Entonces Jesús fue llevado por el Espíritu al desierto, para ser tentado por el demonio. Después de ayunar cuarenta días con sus cuarenta noches, sintió hambre. Y el tentador, acercándose, le dijo: «Si tú eres Hijo de Dios, manda que estas piedras se conviertan en panes». Jesús le respondió: «Está escrito: «El hombre no vive solamente de pan, sino de toda palabra que sale de la boca de Dios»». Luego el demonio llevó a Jesús a la Ciudad santa y lo puso en la parte más alta del Templo, diciéndole: «Si tú eres Hijo de Dios, tírate abajo, porque está escrito: «Dios dará órdenes a sus ángeles, y ellos te llevarán en sus manos para que tu pie no tropiece con ninguna piedra»». Jesús le respondió: «También está escrito: «No tentarás al Señor, tu Dios»». El demonio lo llevó luego a una montaña muy alta; desde allí le hizo ver todos los reinos del mundo con todo su esplendor, y le dijo: «Te daré todo esto, si te postras para adorarme». Jesús le respondió: «Retírate, Satanás, porque está escrito: «Adorarás al Señor, tu Dios, y a él solo rendirás culto»». Entonces el demonio lo dejó, y unos ángeles se acercaron para servirlo.

Sagrada Escritura en el portal web de la Santa Sede

Lecturas

Primera lectura: Libro del Génesis, Gén 2, 7-9; 3, 1-7

Salmo: Sal 51(50), 3-6a.12-14.17

Segunda lectura: Carta de san Pablo a los Romanos, Rom 5, 12-19

Oración introductoria

Señor, el domingo es ese día central en que debo procurar tener un tiempo especial para Ti. Ilumíname, dame la luz y la fuerza de tu Espíritu Santo, para que sepa retirarme de toda distracción y hoy pueda tener un auténtico diálogo contigo, de corazón a corazón, en la oración.

Petición

Señor, concédeme saber escuchar tu Palabra y hacerla vida en mi vida.

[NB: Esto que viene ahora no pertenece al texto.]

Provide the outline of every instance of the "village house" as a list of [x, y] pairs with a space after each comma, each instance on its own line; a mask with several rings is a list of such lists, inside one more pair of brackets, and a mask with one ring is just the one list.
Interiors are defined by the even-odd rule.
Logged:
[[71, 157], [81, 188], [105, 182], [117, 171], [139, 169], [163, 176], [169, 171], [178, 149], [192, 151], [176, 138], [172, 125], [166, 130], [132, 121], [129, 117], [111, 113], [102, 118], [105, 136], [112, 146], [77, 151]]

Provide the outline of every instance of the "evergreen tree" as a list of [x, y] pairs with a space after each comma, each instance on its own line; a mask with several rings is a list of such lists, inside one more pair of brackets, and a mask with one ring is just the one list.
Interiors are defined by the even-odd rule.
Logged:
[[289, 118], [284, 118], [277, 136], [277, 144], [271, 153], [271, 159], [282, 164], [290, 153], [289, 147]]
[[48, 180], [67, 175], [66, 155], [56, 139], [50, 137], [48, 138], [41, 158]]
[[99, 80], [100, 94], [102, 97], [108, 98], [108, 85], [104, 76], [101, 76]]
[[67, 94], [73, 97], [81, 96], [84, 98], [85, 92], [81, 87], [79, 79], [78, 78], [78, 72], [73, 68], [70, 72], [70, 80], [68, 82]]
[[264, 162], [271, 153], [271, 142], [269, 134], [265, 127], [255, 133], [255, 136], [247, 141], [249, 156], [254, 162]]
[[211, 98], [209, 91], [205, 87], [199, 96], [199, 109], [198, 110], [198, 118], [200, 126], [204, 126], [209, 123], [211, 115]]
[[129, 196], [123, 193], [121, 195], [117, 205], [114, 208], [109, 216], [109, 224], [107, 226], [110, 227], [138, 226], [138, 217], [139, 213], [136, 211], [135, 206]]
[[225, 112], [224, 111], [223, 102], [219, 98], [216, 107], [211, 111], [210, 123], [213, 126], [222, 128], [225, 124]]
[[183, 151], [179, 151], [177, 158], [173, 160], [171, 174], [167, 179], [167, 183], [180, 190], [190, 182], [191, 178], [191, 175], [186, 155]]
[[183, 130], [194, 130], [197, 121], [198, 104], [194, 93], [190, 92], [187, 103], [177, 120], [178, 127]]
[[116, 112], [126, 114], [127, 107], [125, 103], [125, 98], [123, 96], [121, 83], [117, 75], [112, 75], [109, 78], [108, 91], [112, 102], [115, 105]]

Meditación del Santo Padre Benedicto XVI

Dios no tolera el mal, porque es amor, justicia, fidelidad; y precisamente por esto no quiere la muerte del pecador, sino que se convierta y viva. Para salvar a la humanidad, Dios interviene: lo vemos en toda la historia del pueblo judío, desde la liberación de Egipto. Dios está decidido a liberar a sus hijos de la esclavitud para conducirlos a la libertad. Y la esclavitud más grave y profunda es precisamente la del pecado. Por esto, Dios envió a su Hijo al mundo: para liberar a los hombres del dominio de Satanás, «origen y causa de todo pecado». Lo envió a nuestra carne mortal para que se convirtiera en víctima de expiación, muriendo por nosotros en la cruz. Contra este plan de salvación definitivo y universal, el Diablo se ha opuesto con todas sus fuerzas, como lo demuestra en particular el Evangelio de las tentaciones de Jesús en el desierto, que se proclama cada año en el primer domingo de Cuaresma. De hecho, entrar en este tiempo litúrgico significa ponerse cada vez del lado de Cristo contra el pecado, afrontar —sea como individuos sea como Iglesia— el combate espiritual contra el espíritu del mal (Miércoles de Ceniza, oración colecta).

Santo Padre Benedicto XVI

Ángelus del domingo, 13 de marzo de 2011

Meditación de san Juan Pablo II

Jesús, «amigo de los pecadores» hombre solidario con todos los hombres

1. Jesucristo, verdadero hombre, es «semejante a nosotros en todo excepto en el pecado». Este ha sido el tema de la catequesis precedente. El pecado está esencialmente excluido de Aquél que, siendo verdadero hombre, es también verdadero Dios («verus homo», pero no «merus homo»).

Toda la vida terrena de Cristo y todo el desarrollo de su misión testimonian la verdad de su absoluta impecabilidad. El mismo lanzó el reto: «¿Quién de vosotros me argüirá de pecado?» (Jn 8, 46). Hombre «sin pecado», Jesucristo, durante toda su vida, lucha con el pecado y con todo lo que engendra el pecado, comenzando por Satanás, que es el «padre de la mentira» en la historia del hombre «desde el principio» (cf. Jn 8, 44). Esta lucha queda delineada ya al principio de la misión mesiánica de Jesús, en el momento de la tentación (cf. Mc 1, 13; Mt 4, 1-11; Lc 4, 1-13), y alcanza su culmen en la cruz y en la resurrección. Lucha que, finalmente, termina con la victoria.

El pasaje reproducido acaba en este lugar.